Auch heute findet in vielen Orten das jährliche Fest um den Weihetag oder das Patronatsfest statt. Je nach Mundart nennt man es unter anderem Kirmes, Kärwa, Kirwa oder Kerb. Unabhängig vom konkreten Gedenktag einer bestimmten Kirche wird an manchen Orten auch ein allgemeines Kirchweihfest gefeiert. Im südbayerischen Raum findet am dritten Sonntag im Oktober die Allerweltskirchweih statt. Kirchweih ist ein wichtiges und vielseitiges Fest. Würdige Liturgie der Messe und ausgelassenes Treiben finden zu einer fröhlichen Feier zusammen. Wie David mag man ausrufen: „Kostet und seht, wie gut der HERR ist!“ (Psalm 34,9).
Die Altarweihe
Am augenfälligsten wird die Bedeutung des Altares bei seiner Weihe. Sie ist engstens verbunden mit der Weihe einer Kirche und bildet deren Höhepunkt. Das ist jedoch oft nicht mehr im Bewusstsein, da in den letzten Jahrzehnten vor allem die Weihe vieler neugestalteter Altäre in bereits bestehenden Kirchen anstand.
Durch die Weihe wird der Altar zum Sinnbild für Christus und so dem Weltlichen ein Stück weit entzogen. Im Weihegebet kommt zum Ausdruck, dass der Altar für immer dem Herrn geweiht wird. Die wichtigste und allein notwendige Handlung einer Altarweihe ist die erste Eucharistiefeier auf dem neuen Altar.
Weitere ausdeutende Riten erinnern teilweise an die Feier der Taufe oder der Priesterweihe. So wird der neue Altar mit Weihwasser besprengt. Die Salbung der Tischplatte mit Chrisam erhebt ihn zum Symbol Christi, des „Gesalbten“. An fünf Stellen wird auf dem Altar Weihrauch verbrannt. Das ist ein Hinweis auf die Wundmale Christi verbunden mit dem Wunsch, dass von hier aus die Gebete der Gläubigen wie Wohlgeruch zu Gott aufsteigen mögen.

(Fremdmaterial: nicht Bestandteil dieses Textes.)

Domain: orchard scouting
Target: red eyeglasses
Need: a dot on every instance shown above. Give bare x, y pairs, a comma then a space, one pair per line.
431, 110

Meist erfolgt noch eine Beisetzung von Reliquien im Altar. Sie sollen daran erinnern, dass unser Glaube an Christus mit dem Zeugnis vieler Christen verbunden ist, die schon vor uns waren. Schließlich wird das Altartuch aufgelegt und Kerzen werden entzündet, denn künftig wird hier das eucharistische Mahl gefeiert.